The value of evidence is determined by its validity, reliability, and interpretation

I’ve been following with interest recent articles related to research about full-day kindergarten, as noted in a previous post.

An April 1, 2014 Globe and Mail article, which contributes to the discussion about what the research means and implies, is entitled: “Four questions about full-day kindergarten that matter more than test scores.”

The article concludes with the following paragraph:

  • Even so, we would be wrong to expect that full-day kindergarten will fix all problems for every child, and perhaps both experts and politicians should have been more cautious about over-selling it, especially at the beginning. A universal system offered to all families will not produce the same results as the targeted, specially-designed interventions for disadvantaged children often cited in U.S. studies. Sweden took decades to create a preschool system that earns praises around the world (hopefully, we can learn from them and go faster.) Given the size of the investment we need to ask critical questions about the program, without making hasty leaps. Ideally, ongoing research will reveal how we can make improvements, not just to the kindergarten program, but the next grades as well. For now, at least one group appears happy to reward the program an A-plus: the families actually using it.

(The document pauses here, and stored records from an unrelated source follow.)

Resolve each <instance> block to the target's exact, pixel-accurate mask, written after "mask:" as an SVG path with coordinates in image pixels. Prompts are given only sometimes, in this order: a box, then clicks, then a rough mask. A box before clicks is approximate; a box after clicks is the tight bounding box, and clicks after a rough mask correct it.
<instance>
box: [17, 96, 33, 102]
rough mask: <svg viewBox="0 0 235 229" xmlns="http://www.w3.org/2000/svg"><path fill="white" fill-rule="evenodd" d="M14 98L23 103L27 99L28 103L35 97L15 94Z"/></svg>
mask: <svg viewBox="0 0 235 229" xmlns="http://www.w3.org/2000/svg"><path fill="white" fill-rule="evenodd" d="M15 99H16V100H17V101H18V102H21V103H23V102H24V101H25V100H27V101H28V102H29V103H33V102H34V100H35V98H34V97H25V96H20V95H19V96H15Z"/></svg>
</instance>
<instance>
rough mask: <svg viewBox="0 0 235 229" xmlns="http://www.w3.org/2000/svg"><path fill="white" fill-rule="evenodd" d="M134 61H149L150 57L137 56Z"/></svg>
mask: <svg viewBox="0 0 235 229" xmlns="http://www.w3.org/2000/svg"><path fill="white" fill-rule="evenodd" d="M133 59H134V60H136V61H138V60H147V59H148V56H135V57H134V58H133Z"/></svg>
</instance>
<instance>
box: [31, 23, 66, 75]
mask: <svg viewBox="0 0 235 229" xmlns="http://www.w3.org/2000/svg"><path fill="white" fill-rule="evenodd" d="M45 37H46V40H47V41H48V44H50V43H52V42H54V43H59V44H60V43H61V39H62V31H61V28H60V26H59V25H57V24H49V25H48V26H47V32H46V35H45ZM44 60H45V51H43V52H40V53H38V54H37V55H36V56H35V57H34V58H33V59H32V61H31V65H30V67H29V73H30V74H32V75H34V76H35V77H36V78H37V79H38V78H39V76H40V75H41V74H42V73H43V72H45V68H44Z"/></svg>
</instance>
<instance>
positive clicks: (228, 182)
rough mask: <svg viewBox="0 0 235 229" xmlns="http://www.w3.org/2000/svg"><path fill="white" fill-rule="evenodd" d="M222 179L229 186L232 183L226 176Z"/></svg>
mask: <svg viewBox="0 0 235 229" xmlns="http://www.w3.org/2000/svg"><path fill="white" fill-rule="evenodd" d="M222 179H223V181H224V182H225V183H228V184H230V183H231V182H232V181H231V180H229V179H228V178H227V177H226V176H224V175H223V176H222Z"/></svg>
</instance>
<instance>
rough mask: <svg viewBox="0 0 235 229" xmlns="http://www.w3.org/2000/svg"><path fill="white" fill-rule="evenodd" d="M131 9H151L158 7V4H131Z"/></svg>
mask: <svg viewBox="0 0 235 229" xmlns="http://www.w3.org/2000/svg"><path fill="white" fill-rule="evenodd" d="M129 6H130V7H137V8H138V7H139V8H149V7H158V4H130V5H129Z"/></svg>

A Feb. 8, 2016 CBC article is entitled: “Motherisk scandal highlights risk of deferring to experts without questioning credentials: Lab’s flawed hair testing echoes Charles Smith scandal, with similarly devastating effects.”

A Feb. 10, 2016 Guardian article is entitled: “Opinion vs facts: why do celebrities so often get it wrong? Celebrities often make wildly inaccurate claims and comments to millions of people. But the workings of our minds mean we’re all prone to such behaviour.”

A Feb. 22, 2016 New York Tims article is entitled: “For Mark Willenbring, Substance Abuse Treatment Begins With Research.”